There is only one room left to check, I told myself. I climbed the stairs to the second floor of the Middle School building at the American School Of Yaoundé.

I opened the library door, pencil and paper in hand.  Inside there was nothing to be heard but the clickity-clack of fingers on keyboards. I stepped inside and pulled the door slowly and smoothly behind me.  It quietly clicked shut.  As I walked through the space between the wall of the computer lab and the wall of the elementary book room I took in as much as I could see.  I noted that there was a water dispenser right as you walk in the door. I also noted that there were 18 computers in the computer lab, a perfect amount considering that there were only ten students in there at the time.  Their teacher sat at one computer, but didn’t type; he was looking through a stack of papers.  I walked on. Straight ahead there was a small desk with a computer. A lady walked up to me.

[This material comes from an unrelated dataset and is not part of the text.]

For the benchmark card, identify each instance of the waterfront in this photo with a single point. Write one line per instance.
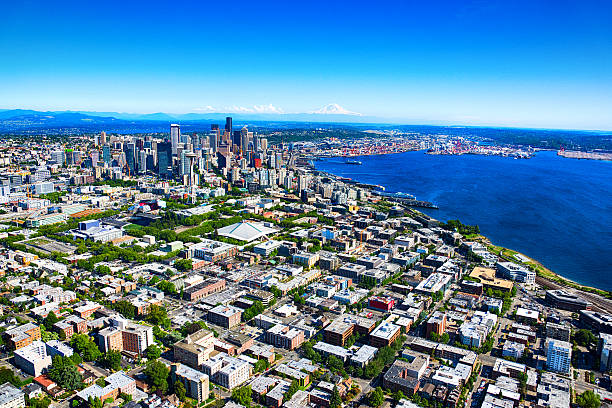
(555, 210)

“Can I help you?” she asked politely.

“Yes,” I replied. “I am a member of the Middle States Association, Committee of Institution-Wide Accreditation, and I would like to speak to the librarian.”

“That’s me,” she said.

“Great! I have some questions to ask you. Do you have a minute?”

I asked her if she was a certified librarian. She said she was but her library aids weren’t certified although they had college degrees. I then asked her about the history of this library. She explained that it had been in this place for four years, but had been at ASOY since the school had been built. It used to be down where the art room is now, and up here was where the director lived. Then when the director died, the next director decided to move off campus, so this area was eventually made into a library.  When it finally moved up here, it started as just books for ages nursery through grade six, but gradually was for up to grade 12. 

“Our collection consists of 16,422 books, CDs, DVDs, and VHS,” she continued.

She pointed to a room behind me. “That is the easy-reading room, for grades   pre-K-5. Those shelves and that section there,” she pointed, “make up the reference section. This whole section,” she swept her hand over a large area behind her, “is the fiction section. Last but not least, this section to my left is the non-fiction section.”

I looked at the non-fiction section and noted that it had eight short bookcases, along with 16 cases that were about twice the height. In front of the fiction section, there was a study corner that had plenty of tables, including two small round ones,a large rectangular one with walls that split it into six sections. And a really shot one with six stools around it.